- Sheet music, 1928

Song
- Published: 1928 by Donaldson, Douglas & Gumble
- Released: 1928
- Genre: Traditional pop
- Composer: Walter Donaldson
- Lyricist: Gus Kahn

= Makin' Whoopee =

1928 song by Gus Kahn and Walter Donaldson

"Makin' Whoopee" is a song first popularized by Eddie Cantor in the 1928 musical Whoopee!. Gus Kahn wrote the lyrics and Walter Donaldson composed the music for the song as well as for the entire musical.

The title refers to celebrating a marriage. Eventually "making whoopee" became a euphemism for intimate sexual relations.
The song has been called a "dire warning", largely to men, about the "trap" of marriage.
"Makin' Whoopee" begins with the celebration of a wedding, honeymoon and marital bliss, but moves on to babies and responsibilities, and ultimately on to affairs and possible divorce, ending with a judge's advice.

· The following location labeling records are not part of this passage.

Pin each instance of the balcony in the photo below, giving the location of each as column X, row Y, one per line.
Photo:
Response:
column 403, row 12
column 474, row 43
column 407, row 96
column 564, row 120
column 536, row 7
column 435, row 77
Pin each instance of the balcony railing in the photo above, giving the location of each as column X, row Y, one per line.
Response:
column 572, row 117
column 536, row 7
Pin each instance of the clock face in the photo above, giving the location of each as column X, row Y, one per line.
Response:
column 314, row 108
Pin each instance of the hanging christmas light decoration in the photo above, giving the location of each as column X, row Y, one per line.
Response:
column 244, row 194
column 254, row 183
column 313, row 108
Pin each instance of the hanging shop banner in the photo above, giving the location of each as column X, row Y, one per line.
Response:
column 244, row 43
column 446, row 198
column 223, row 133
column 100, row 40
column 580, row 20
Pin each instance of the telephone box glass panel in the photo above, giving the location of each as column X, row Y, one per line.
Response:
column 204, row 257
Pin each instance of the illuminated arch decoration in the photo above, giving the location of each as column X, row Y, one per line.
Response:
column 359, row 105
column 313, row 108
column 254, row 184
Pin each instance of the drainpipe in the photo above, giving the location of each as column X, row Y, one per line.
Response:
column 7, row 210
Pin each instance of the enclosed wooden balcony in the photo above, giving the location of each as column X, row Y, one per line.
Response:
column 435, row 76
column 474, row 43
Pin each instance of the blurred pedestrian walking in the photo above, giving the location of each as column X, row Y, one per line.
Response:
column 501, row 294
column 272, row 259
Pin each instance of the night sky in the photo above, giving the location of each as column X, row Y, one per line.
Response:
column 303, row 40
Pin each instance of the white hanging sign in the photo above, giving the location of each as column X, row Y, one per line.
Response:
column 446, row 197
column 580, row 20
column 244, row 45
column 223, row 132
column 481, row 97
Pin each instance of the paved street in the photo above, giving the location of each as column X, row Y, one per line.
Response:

The original lyrics and music of the song entered the public domain in the United States in 2024.

==Other versions==
- 1928 Bing Crosby recorded the song on December 22, 1928 with the Paul Whiteman Orchestra. It made #8 on the Billboard charts.
- 1964 Ray Charles released the song as a single on ABC-Paramount, improvising new lyrics and asides.
- 1973 Harry Nilsson recorded the song on his album A Little Touch of Schmilsson in the Night.
- 1980 Yoko Ono under the title "Yes, I'm Your Angel" and with altered lyrics, on the album Double Fantasy.
- 1989 Dr. John and Rickie Lee Jones performed "Makin' Whoopee" on Dr. John's album In a Sentimental Mood. It was released by Warner Bros. Records, earning a Grammy Award in 1989.
- 1989 Branford Marsalis performed a cover in 1989 for his album Trio Jeepy. It would later be the first song that was ever played on VH1 Smooth on August 1, 1998.
- 1989 In a provocative scene from the film The Fabulous Baker Boys, Michelle Pfeiffer accompanied by Jeff Bridges character, performed the song while seductively lying across a grand piano. In reality, the piano was played by Dave Grusin.
- 1996 Cookie Monster performed a parody cover of the song titled “Eating Cookie” in a Season 27 episode of Sesame Street
- 2011 In the Family Guy episode Lottery Fever, Peter makes Joe and Quagmire perform a musical duet of the song for his entertainment while he shoots them with a BB gun.
- 2012 Rachael MacFarlane sang the song on the album Hayley Sings. It was also on an episode of American Dad!
===Advertising===
- Pepsi used the melody of "Makin' Whoopee" with new lyrics, sung by Joanie Sommers, for its advertising campaign "Now It's Pepsi -- For Those Who Think Young" starting in 1961.
- Heinz created a 1993 commercial in which a bottle of ketchup and a bottle of salsa "make whoopee" in a refrigerator, resulting in a salsa-style ketchup.